I saw a lot of answers here that address what a seed is and what “random” means in terms of the world of computers and these are all good answers. However, I wanted to give a bit of a game development perspective.
What Minecraft does is Procedural Generation, which means there is a set of instructions that use some input to generate some parts of the world. So there are some general guidelines that the game uses around biomes and what can be in those biomes as well as under/around that kind of make Minecraft worlds what they are. It uses this seed (random or not) to make these decisions.
To make it overly simplified. If your seed is “1234” then there may be a procedural step in where to start the desert biome, because the seed is 1234 the biome starts in a particular place, but if it were “1235” it would be completely different. It does this for every decision, where to place mobs/trees/water/minerals almost everything, and it procedurally narrows this down using this seed number to make these decisions. That’s why the world can be the same using the same seed, but you can’t manipulate the seed to make minute changes. And that’s also why it feels so “random.”

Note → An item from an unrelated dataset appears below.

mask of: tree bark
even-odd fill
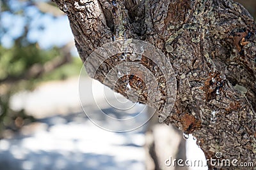
[[[193,134],[207,159],[219,152],[221,159],[255,162],[256,27],[241,4],[231,0],[54,1],[68,17],[83,61],[124,35],[153,45],[172,63],[177,81],[176,100],[164,123]],[[93,78],[128,97],[122,81],[104,81],[111,68],[122,62],[115,59],[104,61]],[[173,97],[166,92],[168,80],[160,78],[158,68],[154,71],[154,64],[143,55],[135,62],[166,86],[161,87],[161,102],[153,104],[145,85],[138,87],[140,78],[129,75],[132,94],[140,96],[139,102],[166,111],[164,103]]]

Short version, there is a set of rules that generate the world. It uses the random “seed” to make all the decisions to generate it. The rules and steps are always the same, but the seed is what changes and makes things random. This also allows the same seed to have the same outcome.

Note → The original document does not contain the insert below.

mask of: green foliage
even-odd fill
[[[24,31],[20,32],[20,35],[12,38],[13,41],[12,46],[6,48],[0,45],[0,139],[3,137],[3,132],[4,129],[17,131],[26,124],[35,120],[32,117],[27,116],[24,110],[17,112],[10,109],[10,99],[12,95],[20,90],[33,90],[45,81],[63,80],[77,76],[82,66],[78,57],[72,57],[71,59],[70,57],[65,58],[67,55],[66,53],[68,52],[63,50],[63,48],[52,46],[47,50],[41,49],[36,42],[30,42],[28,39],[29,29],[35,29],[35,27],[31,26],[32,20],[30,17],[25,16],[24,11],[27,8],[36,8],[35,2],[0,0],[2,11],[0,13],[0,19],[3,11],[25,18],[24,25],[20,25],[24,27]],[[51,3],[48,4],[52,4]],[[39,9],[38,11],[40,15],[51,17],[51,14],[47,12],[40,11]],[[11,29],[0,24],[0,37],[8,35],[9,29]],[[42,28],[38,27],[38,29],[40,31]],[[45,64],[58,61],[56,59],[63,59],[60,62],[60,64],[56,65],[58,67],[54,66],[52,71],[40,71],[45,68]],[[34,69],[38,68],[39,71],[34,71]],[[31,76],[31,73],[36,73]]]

Generally speaking, there’s no such thing as “random” when it comes to a computer. They are fully deterministic machines. If you write a fixed algorithm and give it a fixed input, it will always return the same output. If you do need a truly random number, then it always needs to be fetched from *outside* the computer in some way (say by measuring background noise, the movement of your mouse, the CPU’s temperature fluctuations, radioactive decay, or many other ways).

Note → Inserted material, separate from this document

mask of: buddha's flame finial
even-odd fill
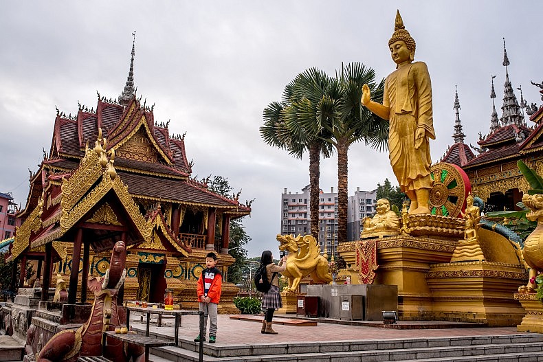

In applications that aren’t security critical, computers will often use numbers that are “pseudorandom”. That means you take a seed number – say the current time – and apply a bunch of mathematical calculations on it to get a series of new numbers. It’s important to note that they aren’t really random. If you know the initial value, you can always apply the same calculations to get the same output numbers every time.
Video games use this trick during world generation. You start from a single seed (which could be random or not) and then generate every subsequent “random” number from that seed. So, if you know the seed and the exact algorithm, the entire world can be duplicated.
Pretend you have a deck of cards. You shuffle them up so they are no longer in order. Well, they do have an order, but it’s kind of random. As long as you don’t shuffle them again, no matter how many times you flip through the cards, you will get the same order. We’ll call this seed zero.
Now pretend you then take the top card, and put it at the bottom. The cards are still in the same order, you’re just starting in a different spot. This is seed one.
Move another card from the top to the bottom. Again, same order, but you’re now starting at seed two. You can continue to move cards the same way until you get back to the original one on top, and seed zero again.
Computers work the same way. They don’t have random numbers, the have math. But the math is always the same. So when you give it the number 0.37991, you will always get the number 0.61837 as a result (numbers made up). If you then use 0.61837 you then get 0 91826 as a result. So if you keep using the result as the input for the next calculation, you can create a list of numbers.
The seed is then the number you start with. Mincraft then uses that list, starting with that seed number, to create the world.